My intention is to start to pull away over the coming two to three years and to generate a new team to take over those parts of the scheme that I lead on. That means recruiting new people to extract data, and possibly additional technical identification skills. I have my eyes open for potential recruits!


  1. A nice exposition of the groups and issues involved. One idea that could help is to be able to add confidence level to records. None of the software I've used or the schemes, surveys and organisations to which I submit data, allow this.

    I've added a status code of U-Uncertain to my Wildlife Recorder databases (these don't cover hoverflies, but apply to birds, dragonflies, mammals, butterflies and moths, dragonflies, reptiles/amphibia and plants). Even such a binary flag is useful - but only to me if the destinations of the data don't use it.

    So in many cases, I make up my own rules. I'll illustrate with birds, which I have recorded since the 1970s. Don't tell the BTO, but when you conduct a Breeding Bird Survey, sometime you hear only a very brief call, or get only a glimpse of a bird. I generally record it on the survey if I am 80% sure or more, and the species is found on the survey site. (eg The flap of a wood pigeon's wings on take off from a tree is pretty distinctive, but if not seen it could just possibly be something else). If I am less sure or it is unusual on the site, I simply keep it in my own records, usually with an appropriate comment as they will reach local and national records.. But that's just me - every recorder must make some such judgements some of the time.

    The only two times I reported birds regarded as locally rare, my reports were rejected although in both cases I was absolutely sure as they were very distinctive species, and in one case had corroboration in a nearby county later that day. The regional rarities committees didn't approve my descriptions, or maybe trust me, so those records are basically lost. If they had included them as 'Likely but unproven' they could be telling us something.

    As Roger says, the 'strict' recorders will omit anything uncertain altogether. But it can be useful indication of something changing or previously unobserved. If systems, over time, could be adjusted to allow the degree of confidence - or just Certain or Uncertain - to be recorded, particular analyses can choose whether to include less than 100% or not. In reality, many inexperienced recorders in a particular group will record sightings, which therefore appear 'certain, many things which are incorrect - it would be better to allow openness.

    A similar idea is to allow more recording at family level e.g. Syrphus sp. This is not helpful for individual species - of course - but can give better indications of overall numbers and distribution of such groups.
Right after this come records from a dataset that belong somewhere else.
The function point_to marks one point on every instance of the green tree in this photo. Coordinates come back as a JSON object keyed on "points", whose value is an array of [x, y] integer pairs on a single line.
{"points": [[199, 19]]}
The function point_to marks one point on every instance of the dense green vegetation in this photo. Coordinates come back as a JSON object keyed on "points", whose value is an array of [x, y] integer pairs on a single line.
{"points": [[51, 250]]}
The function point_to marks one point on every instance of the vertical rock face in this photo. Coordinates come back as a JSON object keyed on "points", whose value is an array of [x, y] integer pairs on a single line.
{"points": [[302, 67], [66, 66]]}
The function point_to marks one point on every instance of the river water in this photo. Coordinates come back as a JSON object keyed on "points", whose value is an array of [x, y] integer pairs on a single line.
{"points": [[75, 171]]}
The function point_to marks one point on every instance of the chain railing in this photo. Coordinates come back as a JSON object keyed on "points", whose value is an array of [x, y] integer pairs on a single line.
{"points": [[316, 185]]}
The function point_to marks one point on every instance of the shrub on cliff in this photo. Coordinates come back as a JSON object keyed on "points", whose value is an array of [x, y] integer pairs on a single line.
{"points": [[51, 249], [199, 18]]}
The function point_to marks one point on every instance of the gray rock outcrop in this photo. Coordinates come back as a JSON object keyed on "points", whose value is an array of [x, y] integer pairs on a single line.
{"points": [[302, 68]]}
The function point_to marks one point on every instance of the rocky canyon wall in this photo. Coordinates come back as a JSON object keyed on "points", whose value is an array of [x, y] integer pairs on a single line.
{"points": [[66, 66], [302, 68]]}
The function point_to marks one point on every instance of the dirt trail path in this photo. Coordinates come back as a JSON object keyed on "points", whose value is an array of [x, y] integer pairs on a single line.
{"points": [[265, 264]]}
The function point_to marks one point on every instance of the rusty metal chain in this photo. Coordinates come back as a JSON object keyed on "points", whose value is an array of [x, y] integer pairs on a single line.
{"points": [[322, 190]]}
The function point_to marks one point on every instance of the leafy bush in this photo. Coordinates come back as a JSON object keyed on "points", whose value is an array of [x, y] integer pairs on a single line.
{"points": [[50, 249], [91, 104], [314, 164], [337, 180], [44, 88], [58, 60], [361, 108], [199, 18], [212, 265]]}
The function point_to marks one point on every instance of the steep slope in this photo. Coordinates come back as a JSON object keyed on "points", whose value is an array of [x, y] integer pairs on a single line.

    There are many challenges in non-professional biological recording, which I regard as being still in its infancy in many ways; this is just one.

  2. A very thoughtful and considered post. I would consider myself probably in category two of the biological recorders (observing for pleasure but wanting the names to be accurate), but also with elements of category three (once I am satisfied that I have accurately identified something then I want to contribute that record). I also have a local area that I put more effort into actively recording than I do if simply out in a new area.

    What I mainly wanted to say was how useful I have found the Introduction to British Hoverflies WildGuide. In particular the categorisation of species into identifiable in the field/require a closer look or specific features to be observed/requires microscopic examination have been very helpful. It has allowed me to have more confidence in identifying distinctive species and prevented me from assigning trickier ones to species level with false confidence. Also by researching key features at home, I have been able to take photographs from the right angle or of the essential areas to split species pairs.

    If observers (and scheme administrators) have a clear idea of what can and cannot be identified solely from photographs, then that will go some way to helping with the integrity of the data. I hope that the approach used in the WildGuide can be adopted by authors of guides to other taxa in place of the disheartening phrase "many similar species"!